Sketching & Streaming

Count–Min Sketch

Count every item in a stream using one small grid — never undercounting, and overcounting only a little.

Each row is a hash function; cell brightness is its counter. Blue outlines the cells the current item just bumped; white outlines the tracked item's cells; green is their minimum — the estimate.

What you're seeing

The grid has d rows (one per hash function) and w columns. To add an item, each hash sends it to one column in its row, and that single cell is incremented — so every item touches exactly d cells (the blue outline). Different items can land in the same cell (a collision), which is why a cell's count can exceed the true count of any one item. To query an item, look at its d cells (white outline) and take the minimum (green). Because collisions only ever add, every one of those cells is an over-estimate — and the smallest of them is the closest to the truth.

The rule

init:   count[d][w] = 0;  pick d independent hashes h_1..h_d
add(x): for r in 1..d:  count[r][ h_r(x) ] += 1
query(x): return min over r of  count[r][ h_r(x) ]

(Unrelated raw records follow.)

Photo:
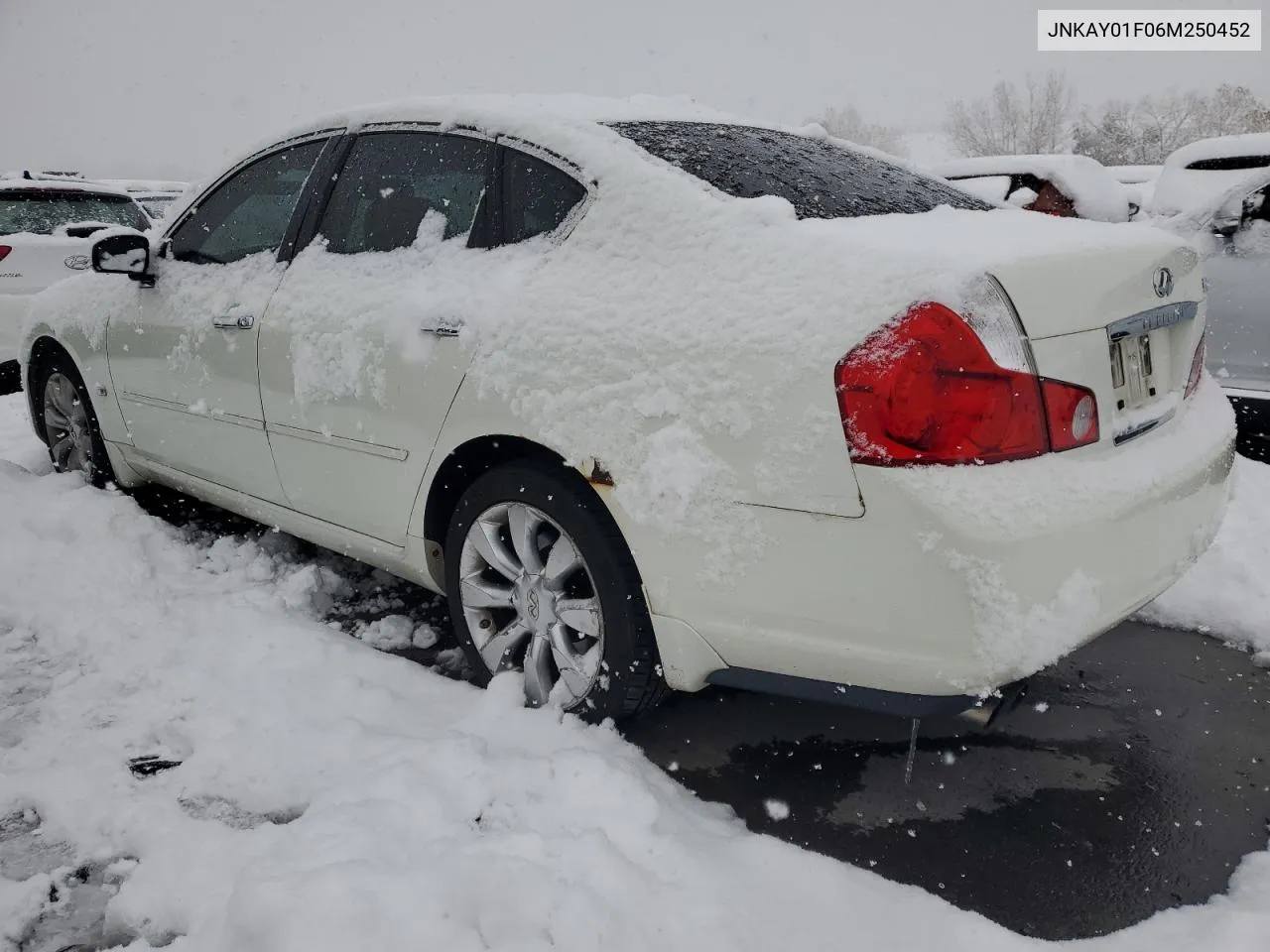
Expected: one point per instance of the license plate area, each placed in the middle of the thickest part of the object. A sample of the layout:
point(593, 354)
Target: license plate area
point(1132, 371)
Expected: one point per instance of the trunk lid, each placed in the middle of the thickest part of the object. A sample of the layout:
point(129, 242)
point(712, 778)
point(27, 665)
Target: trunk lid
point(1123, 320)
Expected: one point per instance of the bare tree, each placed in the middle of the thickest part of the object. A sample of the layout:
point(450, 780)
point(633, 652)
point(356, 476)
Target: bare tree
point(1147, 131)
point(844, 122)
point(1038, 117)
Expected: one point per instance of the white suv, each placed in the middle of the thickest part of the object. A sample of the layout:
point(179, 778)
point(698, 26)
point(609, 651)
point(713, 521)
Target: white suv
point(45, 227)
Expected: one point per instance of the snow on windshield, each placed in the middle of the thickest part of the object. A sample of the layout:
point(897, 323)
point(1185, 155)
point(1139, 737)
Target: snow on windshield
point(1092, 189)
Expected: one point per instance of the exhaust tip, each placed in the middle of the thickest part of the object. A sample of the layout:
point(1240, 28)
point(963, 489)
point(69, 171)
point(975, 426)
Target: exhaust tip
point(987, 712)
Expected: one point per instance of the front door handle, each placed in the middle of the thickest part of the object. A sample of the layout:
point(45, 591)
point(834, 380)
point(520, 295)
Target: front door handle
point(234, 322)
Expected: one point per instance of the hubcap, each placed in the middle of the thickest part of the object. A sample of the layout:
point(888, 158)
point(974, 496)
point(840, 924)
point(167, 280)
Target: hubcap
point(530, 603)
point(70, 438)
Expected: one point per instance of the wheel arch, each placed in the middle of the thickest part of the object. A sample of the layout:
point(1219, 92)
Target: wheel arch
point(463, 465)
point(44, 347)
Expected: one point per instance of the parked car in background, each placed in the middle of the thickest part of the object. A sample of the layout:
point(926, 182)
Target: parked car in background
point(1139, 181)
point(153, 194)
point(1205, 171)
point(45, 229)
point(1064, 185)
point(661, 399)
point(1233, 229)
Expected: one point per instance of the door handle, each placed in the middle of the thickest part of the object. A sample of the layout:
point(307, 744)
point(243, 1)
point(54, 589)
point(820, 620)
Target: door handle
point(231, 322)
point(444, 327)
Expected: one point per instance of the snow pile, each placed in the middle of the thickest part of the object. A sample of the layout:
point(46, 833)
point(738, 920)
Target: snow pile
point(1093, 190)
point(1180, 189)
point(331, 797)
point(1227, 593)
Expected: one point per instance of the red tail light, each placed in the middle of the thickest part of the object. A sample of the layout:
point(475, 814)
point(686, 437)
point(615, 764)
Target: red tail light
point(926, 390)
point(1071, 416)
point(1197, 373)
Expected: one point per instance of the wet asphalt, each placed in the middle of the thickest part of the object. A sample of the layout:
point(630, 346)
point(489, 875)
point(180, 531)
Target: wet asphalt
point(1132, 778)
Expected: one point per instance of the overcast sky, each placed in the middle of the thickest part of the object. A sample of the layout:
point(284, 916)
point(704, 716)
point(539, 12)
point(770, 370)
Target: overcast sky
point(173, 86)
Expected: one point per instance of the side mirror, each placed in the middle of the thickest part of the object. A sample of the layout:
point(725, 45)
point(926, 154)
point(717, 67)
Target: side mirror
point(123, 253)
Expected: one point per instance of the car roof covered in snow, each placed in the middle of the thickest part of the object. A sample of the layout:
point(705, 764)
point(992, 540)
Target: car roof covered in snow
point(1134, 175)
point(148, 185)
point(19, 184)
point(1095, 191)
point(1183, 188)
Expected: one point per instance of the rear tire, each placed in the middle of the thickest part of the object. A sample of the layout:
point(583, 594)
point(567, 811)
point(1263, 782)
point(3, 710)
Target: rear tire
point(539, 579)
point(71, 429)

Updates are O(d) and the whole structure is d·w counters — fixed, no matter how many distinct items the stream contains.

The guarantee

Two parts. First a hard, one-sided invariant: the estimate is never less than the true count. Each occurrence of x increments every one of its d cells, and other items can only push those cells higher — so each cell ≥ true count of x, and therefore so is their minimum. There are no false negatives, ever. Second, a probabilistic bound on the overcount: with width w = ⌈e/ε⌉ and depth d = ⌈ln(1/δ)⌉, the estimate exceeds the truth by more than εn (where n is the total stream length) with probability at most δ. The intuition: in one row the expected collision mass in x's cell is n/w, so by Markov the overcount tops εn with probability ≤ 1/(εw) = 1/e; taking the min across d independent rows fails only if all of them are unlucky — probability (1/e)^d = δ. More columns shrink the error; more rows shrink the failure probability. This entry's test checks the invariant on every query and the bound statistically across hundreds of seeded streams.

The cost

Exact (hash map)Count–Min SpaceO(#distinct)O(d·w)fixed UpdateO(1)O(d) Answerexact≥ true, +εn w.p. 1−δ

An exact frequency table grows with the number of distinct items — unbounded for a stream of URLs, IPs, or search terms. The sketch's footprint is fixed at d·w counters regardless. The trade is the overcount, which hurts rare items most (their true count is dwarfed by collision noise) and heavy hitters least — which is exactly why Count–Min is the standard tool for the heavy-hitters problem. Widen the grid and watch the tracked item's overcount fall toward zero.

In the wild

Count–Min (Cormode & Muthukrishnan, 2005) is a workhorse of large-scale data systems. It powers approximate GROUP BY … COUNT and top-k queries in stream processors and databases; network routers use it to spot heavy-flow IPs without per-flow tables; it backs frequency features in NLP and recommendation pipelines (Spark, Redis modules, and many telemetry systems ship it). Its relatives — Count-Sketch (unbiased, signed), and the Space-Saving / Misra–Gries counters — make different trade-offs, but Count–Min's "min of a few hashed counters" is the one most people reach for. It is, in spirit, a Bloom filter that counts.

Try this

Shrink Width to its minimum and watch collisions inflate the tracked item's estimate above its true count — the overcount made visible. Now raise Depth: each extra row is another chance for an uncollided cell, and the green minimum drops back toward the truth. You're trading memory for accuracy in real time.

References

  1. Cormode, G. & Muthukrishnan, S. "An improved data stream summary: the count-min sketch and its applications." Journal of Algorithms 55(1):58–75, 2005. The original.
  2. Cormode, G. & Muthukrishnan, S. "Approximating Data with the Count-Min Sketch." IEEE Software 29(1), 2012 — a practitioner-oriented overview.
  3. Andoni, A. Advanced Algorithms (Columbia COMS 4995-8, 2021), Lecture 5 (Heavy Hitters). course materials.
  4. Charikar, Chen & Farach-Colton. "Finding frequent items in data streams." ICALP, 2002 — the related Count-Sketch.